Presented by

  • Ojaswin Mujoo

    Ojaswin Mujoo

    Ojaswin Mujoo is a Linux Kernel Developer at IBM, who works in the Filesystems domain, mainly on ext4. Ojaswin has been focusing on improving the performance of ext4 especially on enterprise servers and database workloads. His recent improvements to ext4 allocator improved the filesystem's performance by 2x when the FS is fragmented or undergoing lots of parallel writes, especially on large page size architectures like PowerPC. Off late he's been interested in how different databases interact with Linux FS layers and ways to eliminate bottlenecks in the kernel and improve performance. As a part of this he has also worked on how Linux kernel can provide atomic write guarantees to the userspace.

  • Ritesh Harjani

    Ritesh Harjani

    Ritesh is a Linux filesystems developer from IBM. Last few years he has been focusing on improving performance and scalability of filesystems on Power.


Most of the DBs like Mysql and Postgres currently use a mechanism called the double-write buffer, where they write a complete 8K/16K chunk to their own journal before performing an actual write to the disk, however this comes at a cost of major performance hit of as much as 30% in extreme cases. This double-write is required by DBs to provide crash consistency (in case if the crash happens in the middle of the write). However, it can be avoided if the stack supports atomic writes (both device and OS stack). We've now started seeing devices which can perform such multi kilobytes atomic writes but Linux still needs work before it can support atomic writes.
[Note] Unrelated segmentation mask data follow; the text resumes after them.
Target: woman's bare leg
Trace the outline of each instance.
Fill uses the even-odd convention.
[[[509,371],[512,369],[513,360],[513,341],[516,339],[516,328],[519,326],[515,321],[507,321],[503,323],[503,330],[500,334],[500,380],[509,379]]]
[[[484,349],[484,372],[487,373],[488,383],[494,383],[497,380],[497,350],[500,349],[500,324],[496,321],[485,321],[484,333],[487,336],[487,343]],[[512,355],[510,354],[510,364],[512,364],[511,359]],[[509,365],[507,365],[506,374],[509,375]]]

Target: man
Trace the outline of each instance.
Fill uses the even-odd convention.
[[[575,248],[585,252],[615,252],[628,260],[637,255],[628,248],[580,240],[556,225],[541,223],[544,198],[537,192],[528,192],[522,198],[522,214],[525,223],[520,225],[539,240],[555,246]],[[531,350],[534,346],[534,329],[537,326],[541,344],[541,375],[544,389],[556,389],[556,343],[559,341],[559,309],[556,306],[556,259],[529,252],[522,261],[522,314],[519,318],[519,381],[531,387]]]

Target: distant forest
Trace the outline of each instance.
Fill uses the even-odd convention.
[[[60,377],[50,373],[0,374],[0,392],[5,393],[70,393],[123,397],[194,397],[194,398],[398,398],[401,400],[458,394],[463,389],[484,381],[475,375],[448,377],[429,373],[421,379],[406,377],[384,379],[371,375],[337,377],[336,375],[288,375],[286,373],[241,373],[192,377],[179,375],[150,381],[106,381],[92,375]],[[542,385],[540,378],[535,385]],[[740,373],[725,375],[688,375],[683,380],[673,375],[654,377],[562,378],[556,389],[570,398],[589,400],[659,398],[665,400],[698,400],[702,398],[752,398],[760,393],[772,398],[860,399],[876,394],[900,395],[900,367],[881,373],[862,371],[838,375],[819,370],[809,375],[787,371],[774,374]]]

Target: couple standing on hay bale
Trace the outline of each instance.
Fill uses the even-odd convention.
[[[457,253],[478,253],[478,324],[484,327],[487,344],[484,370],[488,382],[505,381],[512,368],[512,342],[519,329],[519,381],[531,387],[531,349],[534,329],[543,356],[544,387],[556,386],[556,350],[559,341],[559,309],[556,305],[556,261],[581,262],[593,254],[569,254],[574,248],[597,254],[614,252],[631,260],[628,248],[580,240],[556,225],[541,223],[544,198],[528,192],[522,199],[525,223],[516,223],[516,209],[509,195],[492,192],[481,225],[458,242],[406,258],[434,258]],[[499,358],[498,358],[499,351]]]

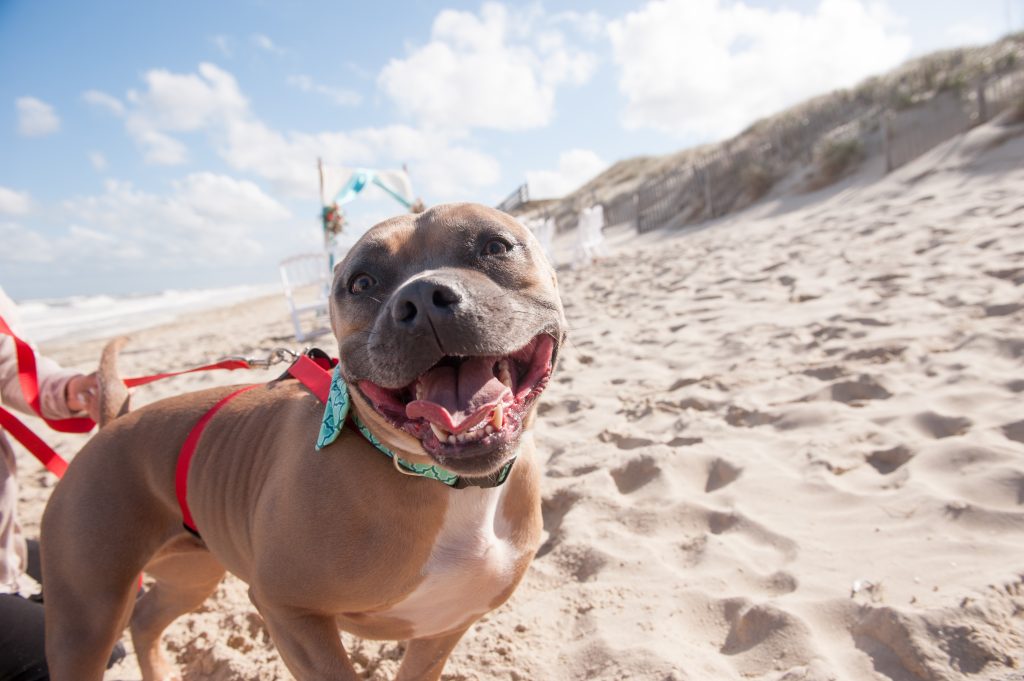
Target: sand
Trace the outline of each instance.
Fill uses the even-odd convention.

Currently there is a proposal from the community to enable atomic writes for DIRECT-IO on XFS, however there are problems when it comes down to supporting atomic writes for buffered-io (e.g. postgres uses buffered-io). In this talk we would like to go over the why databases would benefit from atomic writes, the challenges involved in implementing them in Linux and the work done so far. We have a working prototype implemented for doing atomic write extent allocations in ext4 for direct-io. Next we are looking to leverage 64K pagesize of Power (or using large folio support for other archs), to prototype Linux atomic write support for buffered-io.